Vaccination against HIV can backfire if the vaccine induces the wrong kind of immune response. Scientists at Emory University’s Yerkes National Primate Research Center have evidence — gleaned from several nonhuman primate studies conducted with HIV’s relative, SIV — that creating too many soft targets can weaken vaccination that would otherwise provide protection against viral infection.
HIV targets and replicates in helper T cells, which aid in the body’s antiviral immune response. The Emory researchers show that it is critical that a vaccine against HIV not create more safe havens for the virus than it does building defenses against it.
The Emory/Yerkes study results were published Nov. 20 in Science Translational Medicine.
The good news is that scientists can detect early signs the immune system is going down the wrong track, says senior author Rama Rao Amara, PhD. Amara is a Yerkes and Emory Vaccine Center researcher, and co-director of the Emory Consortium for Innovative AIDS Research in Nonhuman Primates.
The problem comes when vaccination generates too many of a particular type of helper immune cell, Th1 cells. These cells travel to mucosal tissues, such as the rectum, cervix and vagina, where HIV/SIV first enters the body in the majority of infections.
The Th1 cells are like first-responders to a zombie attack. They fight the virus initially, but then they get taken over. What’s needed instead are Tfh cells, which stay in the lymph nodes and help the immune system make antibodies against the virus, Amara says.
“We’re not saying Th1 cells are bad,” he says. “But if you have too many, they take away from effective vaccine protection.”
“It’s a matter of stimulating just the right amount of immune help for a strong immune response, but not so much that it increases susceptibility to the virus,” says co-author Eric Hunter, PhD, co-director of the Consortium and co-director of Emory’s Center for AIDS Research.
Immunologists suspected it was possible for vaccination against HIV to be counterproductive. The HVTN 502/STEP clinical trial (2004-2007) appears to have run aground for this reason. But the field has learned a great deal since then.
“We need to build information about how adjuvants steer the immune response into future clinical studies,” Amara says. “Vaccine efficacy depends not only on the magnitude of the immune response but also on its quality.”
Adjuvants are vaccine components that enhance the immune response, and some HIV vaccine studies now being conducted combine adjuvants with synthetic copies of parts of HIV.
For the Science Translational Medicine paper, the Emory researchers gathered information from four studies on macaques immunized against SIV or the hybrid SHIV virus. Depending on the study, vaccinated monkeys were challenged intravaginally or intrarectally – the two most common routes of infection in humans.

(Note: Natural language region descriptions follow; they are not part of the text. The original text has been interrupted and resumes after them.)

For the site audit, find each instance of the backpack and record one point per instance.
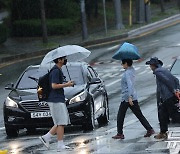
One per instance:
(43, 88)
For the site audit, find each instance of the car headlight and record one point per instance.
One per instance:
(9, 102)
(80, 97)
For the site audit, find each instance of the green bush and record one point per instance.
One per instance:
(33, 27)
(3, 33)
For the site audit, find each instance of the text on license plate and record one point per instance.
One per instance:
(40, 114)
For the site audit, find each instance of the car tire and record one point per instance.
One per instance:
(31, 130)
(11, 132)
(104, 119)
(90, 123)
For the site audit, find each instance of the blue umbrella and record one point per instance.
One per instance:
(127, 51)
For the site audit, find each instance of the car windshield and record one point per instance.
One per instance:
(175, 69)
(29, 78)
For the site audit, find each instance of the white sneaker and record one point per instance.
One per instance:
(63, 147)
(46, 143)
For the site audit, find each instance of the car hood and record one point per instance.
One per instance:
(177, 76)
(31, 94)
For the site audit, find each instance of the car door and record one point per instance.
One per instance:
(96, 90)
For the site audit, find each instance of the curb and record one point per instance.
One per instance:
(156, 26)
(139, 32)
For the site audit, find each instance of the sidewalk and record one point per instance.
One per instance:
(20, 48)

As an example, for the intravaginal SHIV study, vaccinated animals with a high level of antiviral Th1 cells showed no delay in SHIV infection compared with unvaccinated animals. However, those with a low level of Th1s did have some level of protection against SHIV — two out of seven stayed uninfected after eight challenges. A similar effect was seen with SIV and intrarectal, when significant protection was observed, but only for Th1-low animals.
The Th1 cells identified as compromising protection tended to persist in the mucosal tissues more than in the blood, where they were sometimes hard to detect. Amara says scientists studying candidate HIV vaccines in humans should examine whether they also create too many Th1 target cells. That could be cumbersome if researchers have to take mucosal tissue samples from study participants.

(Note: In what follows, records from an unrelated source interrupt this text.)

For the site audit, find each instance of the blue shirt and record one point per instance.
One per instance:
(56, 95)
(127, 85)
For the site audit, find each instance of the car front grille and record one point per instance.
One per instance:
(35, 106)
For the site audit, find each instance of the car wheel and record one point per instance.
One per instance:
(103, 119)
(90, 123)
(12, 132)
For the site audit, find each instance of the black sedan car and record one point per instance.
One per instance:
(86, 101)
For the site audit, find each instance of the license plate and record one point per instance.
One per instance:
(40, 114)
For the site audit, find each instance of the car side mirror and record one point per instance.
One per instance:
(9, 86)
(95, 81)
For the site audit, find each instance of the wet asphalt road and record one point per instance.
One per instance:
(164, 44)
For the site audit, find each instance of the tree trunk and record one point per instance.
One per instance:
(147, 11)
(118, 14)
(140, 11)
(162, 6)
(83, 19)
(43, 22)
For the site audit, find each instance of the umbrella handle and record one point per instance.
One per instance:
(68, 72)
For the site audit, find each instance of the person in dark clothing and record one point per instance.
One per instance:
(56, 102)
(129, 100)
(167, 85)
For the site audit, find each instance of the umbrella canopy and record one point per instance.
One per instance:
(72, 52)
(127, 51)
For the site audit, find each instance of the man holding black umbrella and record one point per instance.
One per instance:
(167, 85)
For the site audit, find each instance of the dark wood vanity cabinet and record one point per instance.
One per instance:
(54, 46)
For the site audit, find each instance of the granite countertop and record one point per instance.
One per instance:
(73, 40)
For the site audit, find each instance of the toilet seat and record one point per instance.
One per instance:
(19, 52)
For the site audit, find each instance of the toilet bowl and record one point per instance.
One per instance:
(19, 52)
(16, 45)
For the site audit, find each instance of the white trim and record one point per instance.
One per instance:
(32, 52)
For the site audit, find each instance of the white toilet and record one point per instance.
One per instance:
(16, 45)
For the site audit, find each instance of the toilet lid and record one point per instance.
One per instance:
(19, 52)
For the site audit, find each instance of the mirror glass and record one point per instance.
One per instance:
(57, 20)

“A few months after vaccination, we saw it’s difficult to see the Th1s in the blood, compared with the mucosa,” Amara says. “But we could see a gene expression signature in the blood, one week after priming, which gave us a prediction of what will be in the mucosal tissues later.”
This information could help immunologists design vaccines that provide more reliable protection against HIV, he says.

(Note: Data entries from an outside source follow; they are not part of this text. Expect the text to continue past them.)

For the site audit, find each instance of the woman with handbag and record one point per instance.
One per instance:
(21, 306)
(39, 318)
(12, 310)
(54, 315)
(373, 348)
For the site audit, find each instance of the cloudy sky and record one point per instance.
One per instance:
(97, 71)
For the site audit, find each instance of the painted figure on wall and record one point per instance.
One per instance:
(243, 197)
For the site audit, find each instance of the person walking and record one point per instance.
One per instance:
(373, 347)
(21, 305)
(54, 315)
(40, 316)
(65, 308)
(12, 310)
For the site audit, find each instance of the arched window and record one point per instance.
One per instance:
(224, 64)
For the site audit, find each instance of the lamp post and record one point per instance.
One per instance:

The co-first authors of the paper are postdoctoral fellow Venkateswarlu Chamcha, PhD, now at Merck; research associate Pradeep Reddy, PhD, now at Pfizer; and research associate Sunil Kannanganat, PhD, now at Houston’s Methodist Hospital Research Institute.
Emory/Yerkes co-authors include Mehul Suthar, PhD; Guido Silvestri, MD; and Cynthia Derdeyn, PhD. Additional contributions came from Emory bioinformatics expert Tianwei Yu; Michael Gale, PhD, from University of Washington; and Francois Villinger, DVM, PhD, now at New Iberia Research Center in Louisiana.
The research was supported by the National Institute of Allergy and Infectious Diseases (PO1AI088575, U19AI096187, U19AI096187, UM1AI124436), the Emory Center for AIDS Research (P30AI050409) and the NIH Director’s Office of Research Infrastructure Programs (Primate centers: P51OD011132).